Some Expertise Required In Evaluating Sum

Hi, SERIES, and thanks for your message!

I can see a couple of ways of going about it: a sort of “split and recognise” approach, and a more general generating functions approach.
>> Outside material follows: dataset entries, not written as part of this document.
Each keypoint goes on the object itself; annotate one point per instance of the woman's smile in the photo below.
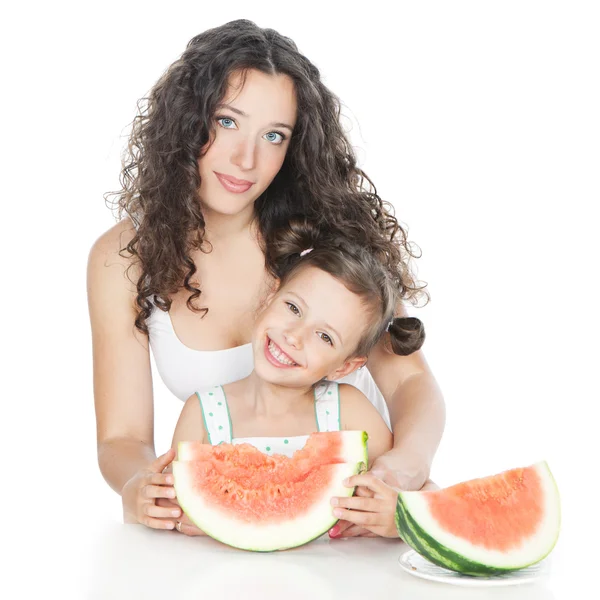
(232, 184)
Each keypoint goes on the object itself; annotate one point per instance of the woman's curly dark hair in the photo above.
(319, 179)
(301, 245)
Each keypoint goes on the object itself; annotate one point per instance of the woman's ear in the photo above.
(348, 367)
(274, 288)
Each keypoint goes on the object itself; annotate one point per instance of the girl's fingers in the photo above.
(160, 512)
(358, 503)
(356, 531)
(158, 491)
(167, 502)
(157, 523)
(363, 491)
(367, 480)
(161, 479)
(357, 517)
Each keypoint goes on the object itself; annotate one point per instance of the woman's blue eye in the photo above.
(275, 137)
(326, 338)
(226, 122)
(293, 308)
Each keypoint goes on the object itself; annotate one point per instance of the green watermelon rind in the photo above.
(358, 468)
(431, 549)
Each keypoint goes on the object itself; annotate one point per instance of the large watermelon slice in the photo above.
(485, 526)
(250, 500)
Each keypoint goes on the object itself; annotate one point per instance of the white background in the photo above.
(480, 123)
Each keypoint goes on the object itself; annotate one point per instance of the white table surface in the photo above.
(131, 561)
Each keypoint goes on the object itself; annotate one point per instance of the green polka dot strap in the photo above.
(327, 406)
(215, 413)
(275, 445)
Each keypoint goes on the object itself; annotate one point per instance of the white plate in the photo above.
(415, 564)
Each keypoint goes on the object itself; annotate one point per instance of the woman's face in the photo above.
(308, 330)
(253, 124)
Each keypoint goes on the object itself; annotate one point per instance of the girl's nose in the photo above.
(293, 336)
(244, 154)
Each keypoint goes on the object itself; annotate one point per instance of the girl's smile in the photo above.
(277, 357)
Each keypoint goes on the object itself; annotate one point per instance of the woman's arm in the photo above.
(190, 425)
(357, 413)
(123, 384)
(417, 413)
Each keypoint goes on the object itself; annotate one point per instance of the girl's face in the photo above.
(254, 124)
(308, 330)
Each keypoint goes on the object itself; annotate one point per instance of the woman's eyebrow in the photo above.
(243, 114)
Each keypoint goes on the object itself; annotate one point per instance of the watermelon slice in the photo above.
(485, 526)
(253, 501)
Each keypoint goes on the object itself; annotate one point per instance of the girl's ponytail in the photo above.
(407, 335)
There may be others I’ve missed!

### Split and recognise

We can split this up into two series:

• $S_1 = 2\br{\frac{1}{2} + \frac{2}{4} + \frac{3}{8} + \dots + \frac{n}{2^n} + \dots}$ and
• $S_2 = \frac{1}{2} + \frac{1}{4} + \dots + \frac{1}{2^n} + \dots$

$S_2$ is, of course, a well-known geometric series that sums to 1. What about $S_1$?

I’m going to multiply the 2 in first: $S_1 = 1 + \frac{2}{2} + \frac{3}{4} + \dots + \frac{n}{2^{n-1}} + \dots$.

Now, if I let $x=\frac{1}{2}$, that’s the same as $S_1 = 1 + 2x + 3x^2 + \dots + nx^{n-1}$ – which is the binomial expansion of $(1 - x)^{-2}$.

So, with $x= \frac{1}{2}$, that gives $S_1=\br{\frac{1}{2}}^{-2} = 4$.

The series sums to $S_1 + S_2 = 5$. A nice answer!

### Generating functions

Ah, my favourite tool. I can hardly see a series question without wondering if there’s a way to use GFs. This one’s no different.

I’m going to start by letting $x=\frac{1}{2}$ and write the sum as a function of $x$ so I get:

• $G(x) = 3x + 5x^2 + 7x^3 + \dots + (2n+1)x^n + \dots$ (and I’m interested, in the end, in $G\br{\frac{1}{2}}$)

Now, there’s a common difference in the coefficients, which suggests multiplying by $x$ (to shift the coefficients across) and subtracting (to get a simpler polynomial).

• $xG(x) = 3x^2 + 5x^3 + 7x^4 + \dots + (2n+1)x^{n+1} + \dots$
• $(1-x)G(x) = 3x + 2\br{x^2 + x^3 + x^4 + \dots}$

That thing in the big bracket is a geometric series with first term $x^2$ and common ratio $x$:

• $(1-x)G(x) = 3x + 2\frac{x^2}{1-x}$

And now we can just substitute in $x= \frac{1}{2}$! (I was tempted to divide the bracket over, but it’s probably simpler not to here.)

• $\frac{1}{2}G(x) = \frac{3}{2} + 2\frac{1/4}{1/2}$
• That final fraction needs a bit of care: multiplying the 2 in means doubling the top, and makes it $\frac{1/2}{1/2}=1$.
• $\frac{1}{2}G(x) = \frac{3}{2} + 1$
• Double it all: $G(x) = 3 + 2 = 5$, as before!

I’m not saying the second way is easier, just that it’s interesting, and the kind of approach you can apply elsewhere!

Hope that helps,

- Uncle Colin

• Edited 2022-07-01 to fix a LaTeX error. Thanks to Adam for pointing it out.